In terms of power supply failure, I doubt that's it. It's got a 2200u cap right across the power, and it's being powered from a 3.3v linear regulator, with a 6v lead acid.
It can't be shutting down because its interrupts work okay, but it just completely stops running code.
Bear in mind that those SD cards have little mcus in them too and they can take a while to process each request. If your code is doing a write every second, and the SD card takes longer than that to finish a previous request, your code may break. I ran into this problem on a data logger using FatFS on STM32.
In addition to checking for stack overflows and such in your own code, make sure you're checking return values from the filesystem and/or SD card driver. If you see "device not ready" or something similar, it probably means the SD card is busy.
Thanks very much, I'll get to work on that now!

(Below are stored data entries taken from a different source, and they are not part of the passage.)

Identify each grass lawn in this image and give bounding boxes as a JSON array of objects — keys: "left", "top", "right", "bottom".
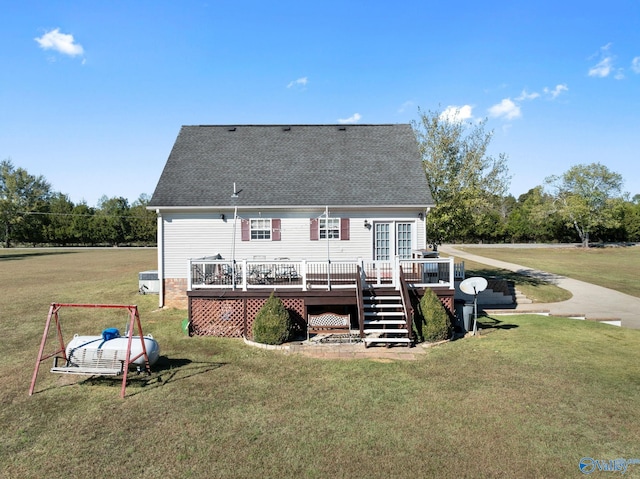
[
  {"left": 2, "top": 248, "right": 640, "bottom": 478},
  {"left": 459, "top": 245, "right": 640, "bottom": 299}
]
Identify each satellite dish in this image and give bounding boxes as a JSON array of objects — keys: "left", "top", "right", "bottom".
[
  {"left": 459, "top": 277, "right": 488, "bottom": 336},
  {"left": 460, "top": 277, "right": 488, "bottom": 295}
]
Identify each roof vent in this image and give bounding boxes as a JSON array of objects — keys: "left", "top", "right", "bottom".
[
  {"left": 338, "top": 126, "right": 347, "bottom": 131},
  {"left": 227, "top": 127, "right": 237, "bottom": 132},
  {"left": 282, "top": 126, "right": 291, "bottom": 131}
]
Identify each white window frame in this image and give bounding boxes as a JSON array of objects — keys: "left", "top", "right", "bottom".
[
  {"left": 250, "top": 218, "right": 272, "bottom": 240},
  {"left": 319, "top": 217, "right": 340, "bottom": 240},
  {"left": 373, "top": 221, "right": 416, "bottom": 260}
]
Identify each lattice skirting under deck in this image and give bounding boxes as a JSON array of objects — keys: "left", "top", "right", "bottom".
[
  {"left": 439, "top": 296, "right": 454, "bottom": 316},
  {"left": 190, "top": 297, "right": 305, "bottom": 338}
]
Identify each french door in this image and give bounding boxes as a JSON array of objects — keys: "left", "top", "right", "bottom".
[{"left": 374, "top": 222, "right": 413, "bottom": 260}]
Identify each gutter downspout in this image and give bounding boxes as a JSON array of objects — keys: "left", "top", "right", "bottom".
[
  {"left": 231, "top": 206, "right": 238, "bottom": 289},
  {"left": 325, "top": 205, "right": 331, "bottom": 290},
  {"left": 156, "top": 209, "right": 164, "bottom": 308}
]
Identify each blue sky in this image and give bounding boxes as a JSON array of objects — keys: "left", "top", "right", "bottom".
[{"left": 2, "top": 1, "right": 639, "bottom": 206}]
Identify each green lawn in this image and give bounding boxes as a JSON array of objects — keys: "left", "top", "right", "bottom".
[
  {"left": 458, "top": 245, "right": 640, "bottom": 298},
  {"left": 2, "top": 248, "right": 640, "bottom": 478}
]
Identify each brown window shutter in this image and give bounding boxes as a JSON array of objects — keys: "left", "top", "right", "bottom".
[
  {"left": 310, "top": 218, "right": 319, "bottom": 240},
  {"left": 241, "top": 219, "right": 250, "bottom": 241},
  {"left": 272, "top": 219, "right": 281, "bottom": 241},
  {"left": 340, "top": 218, "right": 350, "bottom": 240}
]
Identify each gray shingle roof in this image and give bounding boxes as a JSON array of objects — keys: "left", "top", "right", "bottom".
[{"left": 149, "top": 124, "right": 433, "bottom": 208}]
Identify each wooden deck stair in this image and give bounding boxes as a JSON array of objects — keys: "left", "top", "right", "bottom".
[{"left": 362, "top": 288, "right": 411, "bottom": 347}]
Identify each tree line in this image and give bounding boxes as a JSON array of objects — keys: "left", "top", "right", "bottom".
[
  {"left": 0, "top": 159, "right": 156, "bottom": 247},
  {"left": 414, "top": 108, "right": 639, "bottom": 247},
  {"left": 3, "top": 110, "right": 639, "bottom": 248}
]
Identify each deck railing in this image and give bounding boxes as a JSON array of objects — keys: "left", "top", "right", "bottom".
[
  {"left": 188, "top": 256, "right": 459, "bottom": 292},
  {"left": 398, "top": 266, "right": 414, "bottom": 341}
]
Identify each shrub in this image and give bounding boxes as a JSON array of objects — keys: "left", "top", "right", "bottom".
[
  {"left": 419, "top": 288, "right": 452, "bottom": 342},
  {"left": 252, "top": 293, "right": 291, "bottom": 345}
]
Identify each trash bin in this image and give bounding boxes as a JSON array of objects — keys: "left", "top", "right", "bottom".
[{"left": 462, "top": 303, "right": 474, "bottom": 333}]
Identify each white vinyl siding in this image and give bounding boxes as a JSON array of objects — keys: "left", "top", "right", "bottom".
[{"left": 160, "top": 210, "right": 426, "bottom": 278}]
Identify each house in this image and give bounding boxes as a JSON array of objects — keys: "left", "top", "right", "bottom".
[{"left": 148, "top": 124, "right": 457, "bottom": 345}]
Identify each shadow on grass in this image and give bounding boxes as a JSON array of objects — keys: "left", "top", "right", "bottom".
[
  {"left": 0, "top": 250, "right": 78, "bottom": 261},
  {"left": 466, "top": 267, "right": 561, "bottom": 287},
  {"left": 85, "top": 356, "right": 227, "bottom": 396},
  {"left": 33, "top": 357, "right": 227, "bottom": 397},
  {"left": 476, "top": 314, "right": 519, "bottom": 332}
]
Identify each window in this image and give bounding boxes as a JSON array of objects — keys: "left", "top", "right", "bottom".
[
  {"left": 396, "top": 223, "right": 412, "bottom": 259},
  {"left": 319, "top": 217, "right": 340, "bottom": 239},
  {"left": 241, "top": 218, "right": 280, "bottom": 241},
  {"left": 310, "top": 217, "right": 349, "bottom": 241},
  {"left": 250, "top": 219, "right": 271, "bottom": 240}
]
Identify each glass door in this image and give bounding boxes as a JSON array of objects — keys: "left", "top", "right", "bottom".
[
  {"left": 396, "top": 223, "right": 412, "bottom": 259},
  {"left": 374, "top": 223, "right": 390, "bottom": 260},
  {"left": 373, "top": 222, "right": 413, "bottom": 260}
]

Shame it's an error that takes so long to find, at least a day of testing for each line I comment out
And I'm trying to make it strong! Hopefully moving onto the Tiva C boards with Tivaware (real C) in the next week or so
I've got an MSP430G2553 logging temperature sensor values to an SD card, and I've run into a problem. It seems that after about half a day of running (or just randomly), it just stops running the code it was working on. It still reacts fine to interrupts, but I've got no idea why it stops flashing the LED and recording values. If anyone wants to see the code then I can post it, but I'm hoping there's something stupid I've missed here that I can fix quickly.

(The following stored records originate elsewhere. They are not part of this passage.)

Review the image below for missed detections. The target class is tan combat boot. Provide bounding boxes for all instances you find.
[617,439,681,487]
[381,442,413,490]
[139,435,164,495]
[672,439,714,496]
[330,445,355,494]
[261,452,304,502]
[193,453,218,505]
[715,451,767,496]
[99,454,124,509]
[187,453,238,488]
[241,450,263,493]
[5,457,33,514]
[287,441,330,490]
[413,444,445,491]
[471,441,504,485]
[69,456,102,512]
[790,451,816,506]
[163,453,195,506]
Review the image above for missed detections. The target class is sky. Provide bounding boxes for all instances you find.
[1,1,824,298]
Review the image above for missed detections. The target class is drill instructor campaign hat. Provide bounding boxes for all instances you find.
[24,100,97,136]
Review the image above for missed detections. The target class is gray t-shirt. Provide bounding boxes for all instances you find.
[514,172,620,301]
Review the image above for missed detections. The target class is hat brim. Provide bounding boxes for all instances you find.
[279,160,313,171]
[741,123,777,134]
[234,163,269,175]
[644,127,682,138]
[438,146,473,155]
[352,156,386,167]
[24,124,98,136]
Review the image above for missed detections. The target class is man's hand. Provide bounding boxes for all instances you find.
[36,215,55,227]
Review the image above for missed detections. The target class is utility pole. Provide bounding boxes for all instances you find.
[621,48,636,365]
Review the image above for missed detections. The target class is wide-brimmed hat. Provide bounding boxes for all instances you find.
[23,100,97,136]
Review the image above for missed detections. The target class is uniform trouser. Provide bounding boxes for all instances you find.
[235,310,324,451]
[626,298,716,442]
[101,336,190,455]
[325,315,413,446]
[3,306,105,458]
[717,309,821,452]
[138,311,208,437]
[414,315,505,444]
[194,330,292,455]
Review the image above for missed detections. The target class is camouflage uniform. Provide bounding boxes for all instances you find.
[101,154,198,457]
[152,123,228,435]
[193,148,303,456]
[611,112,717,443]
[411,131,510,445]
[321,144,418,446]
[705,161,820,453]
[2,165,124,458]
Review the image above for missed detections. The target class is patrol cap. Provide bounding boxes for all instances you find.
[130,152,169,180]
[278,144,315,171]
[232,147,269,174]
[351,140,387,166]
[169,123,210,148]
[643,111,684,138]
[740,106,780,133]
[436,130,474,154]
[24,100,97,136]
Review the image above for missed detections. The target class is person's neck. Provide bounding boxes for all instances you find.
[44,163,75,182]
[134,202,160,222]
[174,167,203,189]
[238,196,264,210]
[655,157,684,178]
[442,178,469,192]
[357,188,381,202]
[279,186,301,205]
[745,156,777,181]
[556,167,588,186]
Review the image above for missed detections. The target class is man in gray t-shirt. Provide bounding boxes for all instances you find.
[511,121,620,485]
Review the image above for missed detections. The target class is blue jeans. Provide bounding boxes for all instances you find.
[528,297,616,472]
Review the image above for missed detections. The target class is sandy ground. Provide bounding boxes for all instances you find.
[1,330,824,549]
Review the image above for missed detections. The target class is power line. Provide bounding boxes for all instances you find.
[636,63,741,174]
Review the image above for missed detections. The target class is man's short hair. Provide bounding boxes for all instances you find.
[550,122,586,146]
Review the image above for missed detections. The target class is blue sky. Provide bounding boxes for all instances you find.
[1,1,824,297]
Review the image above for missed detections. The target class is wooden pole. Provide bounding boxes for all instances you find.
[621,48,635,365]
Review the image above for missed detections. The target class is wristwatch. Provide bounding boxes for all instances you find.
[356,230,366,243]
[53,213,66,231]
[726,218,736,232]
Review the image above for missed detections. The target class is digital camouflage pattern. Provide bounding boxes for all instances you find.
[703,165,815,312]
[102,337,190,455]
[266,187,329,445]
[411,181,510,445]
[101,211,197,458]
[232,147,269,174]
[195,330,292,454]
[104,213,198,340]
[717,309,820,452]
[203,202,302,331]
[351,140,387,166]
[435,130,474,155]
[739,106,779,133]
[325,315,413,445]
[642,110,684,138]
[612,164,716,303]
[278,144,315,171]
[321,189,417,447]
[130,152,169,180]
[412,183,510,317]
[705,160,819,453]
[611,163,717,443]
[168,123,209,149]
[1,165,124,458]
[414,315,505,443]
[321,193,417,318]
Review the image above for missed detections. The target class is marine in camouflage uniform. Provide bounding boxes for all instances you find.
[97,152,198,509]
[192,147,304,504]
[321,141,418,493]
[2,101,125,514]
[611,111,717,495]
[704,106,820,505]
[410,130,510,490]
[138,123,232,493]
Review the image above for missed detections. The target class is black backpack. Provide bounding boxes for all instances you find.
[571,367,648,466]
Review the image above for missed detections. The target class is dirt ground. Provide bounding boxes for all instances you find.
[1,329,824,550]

In terms of power supply failure, I doubt that's it. It's got a 2200u cap right across the power, and it's being powered from a 3.3v linear regulator, with a 6v lead acid.
It can't be shutting down because its interrupts work okay, but it just completely stops running code.
Bear in mind that those SD cards have little mcus in them too and they can take a while to process each request. If your code is doing a write every second, and the SD card takes longer than that to finish a previous request, your code may break. I ran into this problem on a data logger using FatFS on STM32.
In addition to checking for stack overflows and such in your own code, make sure you're checking return values from the filesystem and/or SD card driver. If you see "device not ready" or something similar, it probably means the SD card is busy.
I'm only writing every 15 minutes, so I doubt this would be a problem.
I'm thinking it could be something hardware, maybe it's getting bumped or the linear reg is doing something strange occasionally?
What's most likely though is I've screwed up my code somewhere, some of my variables may be going above the size of value they can handle, or I've just done something that's causing it to fail occasionally.
If you don't have debugging, you can always use print statements with a timestamp or increment number, when it stops you can narrow down to where and when this occurred
See if you can log the contents of all your variables every time you log the temp. This sounds like was said before an overflow or perhaps running out of memory.
Since your interrupts are still working you could consider using the Watchdog timer for its intended purpose (resetting the chip if it got stuck for whatever reason).
Letting the watchdog take care of these kind of problems isn't a solution. There is a problem which needs to be addressed.
How did you implement the delay and what version of Energia are you using? In E0009, milliseconds() was restarting at 0 after only a few hours, which might trip up your program. E0010 adjusted this behavior to a few days, making it compatible to Arduino.
Chicken, that could've been the exact problem! But unfortunately, no dice, I'm using E0010
Start a thread in the 43oh.com forum. The regulars there are usually quite helpful in tracking down these kind of issues.